Dans le premier rapport, l’association dénonce « les mensonges installés sciemment par les industriels dans l’espace public » autour de l’une des principales méthodes utilisées pour pêcher le thon de la pêche, à savoir la senne tournante et coulissante associée à l’utilisation de « dispositifs de concentration de poissons » (DCP).
« Contrairement aux affirmations des industriels, la pêche à la senne tournante est tout sauf durable », déclare Augustin Lafond, chercheur chez Bloom et auteur du rapport. Cette pêche s’avère trois fois plus polluante que la pêche à la canne pratiquée aux Maldives, beaucoup plus sélective. Elle génère trente fois moins d’emplois et sa rentabilité repose « uniquement sur l’octroi par l’Union européenne d’un large éventail de subventions et d’avantages fiscaux ».

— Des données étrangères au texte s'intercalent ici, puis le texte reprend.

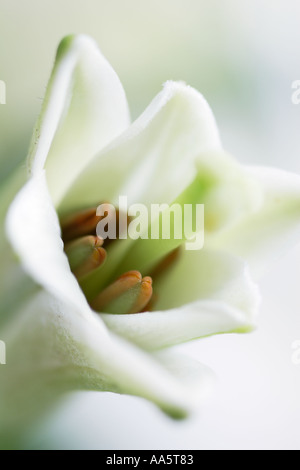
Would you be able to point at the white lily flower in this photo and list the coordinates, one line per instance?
(85, 151)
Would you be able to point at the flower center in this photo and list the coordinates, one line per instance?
(96, 263)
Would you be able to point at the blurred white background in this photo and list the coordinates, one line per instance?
(243, 56)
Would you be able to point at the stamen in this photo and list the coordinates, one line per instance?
(85, 255)
(130, 293)
(80, 224)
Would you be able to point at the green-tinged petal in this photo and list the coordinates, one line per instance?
(153, 160)
(56, 343)
(84, 109)
(205, 293)
(268, 233)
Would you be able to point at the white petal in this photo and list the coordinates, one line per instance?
(57, 343)
(205, 294)
(33, 230)
(268, 233)
(51, 351)
(153, 160)
(84, 108)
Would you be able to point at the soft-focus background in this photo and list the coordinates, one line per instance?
(243, 55)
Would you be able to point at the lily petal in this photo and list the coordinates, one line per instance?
(205, 293)
(267, 233)
(57, 343)
(84, 109)
(165, 140)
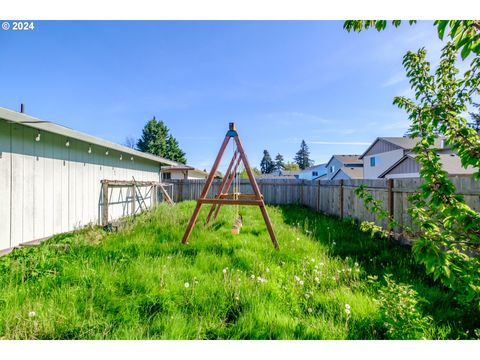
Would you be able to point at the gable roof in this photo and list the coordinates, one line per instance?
(346, 159)
(406, 143)
(451, 163)
(30, 121)
(351, 172)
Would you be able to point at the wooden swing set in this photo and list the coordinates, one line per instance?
(223, 197)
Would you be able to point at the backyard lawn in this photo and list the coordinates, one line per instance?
(326, 282)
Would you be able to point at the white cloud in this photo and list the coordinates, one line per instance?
(294, 118)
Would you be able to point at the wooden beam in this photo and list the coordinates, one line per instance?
(231, 201)
(222, 185)
(206, 188)
(104, 203)
(230, 181)
(256, 190)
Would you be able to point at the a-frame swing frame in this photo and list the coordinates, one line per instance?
(223, 198)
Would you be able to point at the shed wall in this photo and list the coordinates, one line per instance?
(48, 188)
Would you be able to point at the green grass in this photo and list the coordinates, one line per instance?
(141, 283)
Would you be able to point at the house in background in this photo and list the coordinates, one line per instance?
(184, 172)
(408, 167)
(347, 173)
(51, 178)
(281, 174)
(337, 162)
(386, 151)
(313, 172)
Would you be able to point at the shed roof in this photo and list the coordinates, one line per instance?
(351, 172)
(406, 143)
(27, 120)
(451, 163)
(346, 159)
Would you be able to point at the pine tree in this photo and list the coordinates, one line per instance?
(157, 140)
(302, 156)
(475, 124)
(291, 166)
(174, 152)
(266, 165)
(279, 162)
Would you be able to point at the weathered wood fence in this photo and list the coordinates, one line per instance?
(336, 197)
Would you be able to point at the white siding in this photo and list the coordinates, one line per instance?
(55, 188)
(383, 162)
(5, 176)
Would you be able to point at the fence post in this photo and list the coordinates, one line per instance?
(390, 202)
(341, 199)
(318, 195)
(301, 192)
(105, 203)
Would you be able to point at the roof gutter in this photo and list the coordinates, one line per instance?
(26, 120)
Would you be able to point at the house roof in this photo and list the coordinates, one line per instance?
(346, 159)
(313, 167)
(351, 172)
(289, 172)
(451, 163)
(23, 119)
(406, 143)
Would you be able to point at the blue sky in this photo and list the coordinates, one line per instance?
(280, 81)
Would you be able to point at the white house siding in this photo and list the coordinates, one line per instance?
(336, 164)
(341, 176)
(402, 176)
(48, 188)
(384, 161)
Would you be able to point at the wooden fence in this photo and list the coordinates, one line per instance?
(336, 197)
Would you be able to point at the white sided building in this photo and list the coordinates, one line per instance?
(50, 178)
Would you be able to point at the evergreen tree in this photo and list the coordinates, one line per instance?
(157, 140)
(475, 124)
(266, 165)
(291, 166)
(174, 152)
(279, 162)
(302, 156)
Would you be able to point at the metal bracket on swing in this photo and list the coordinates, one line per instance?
(223, 197)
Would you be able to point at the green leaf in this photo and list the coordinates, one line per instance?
(442, 24)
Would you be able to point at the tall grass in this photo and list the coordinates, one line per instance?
(141, 283)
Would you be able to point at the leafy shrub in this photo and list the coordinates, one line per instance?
(400, 313)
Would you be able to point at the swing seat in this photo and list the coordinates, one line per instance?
(237, 226)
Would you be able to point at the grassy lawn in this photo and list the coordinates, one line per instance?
(141, 283)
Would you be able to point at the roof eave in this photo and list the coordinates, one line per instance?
(30, 121)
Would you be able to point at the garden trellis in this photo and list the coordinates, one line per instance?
(223, 197)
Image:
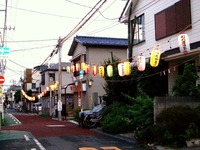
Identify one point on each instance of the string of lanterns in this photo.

Un manque de traçabilité qui conduit à la surpêche
Le second rapport s’attaque à la complexité et l’opacité du commerce du thon dont le centre névralgique se situe dans l’archipel des Seychelles. La quasi-totalité des captures européennes dans l’océan Indien transitent par là. Or, « une écrasante partie du thon échangé aux Seychelles n’est pas référencée dans les statistiques de commerce international, révèle Bloom. Les industriels européens eux-mêmes avouent ne pas savoir ce qu’ils pêchent exactement et se rendent coupables de mauvaises déclarations ». Un manque de traçabilité qui conduit directement à la surpêche.
Pourtant, l’Union européenne s’apprête à permettre au port des Seychelles de bénéficier d’une réglementation encore plus affaiblie que l’actuelle, dénonce l’association écologiste.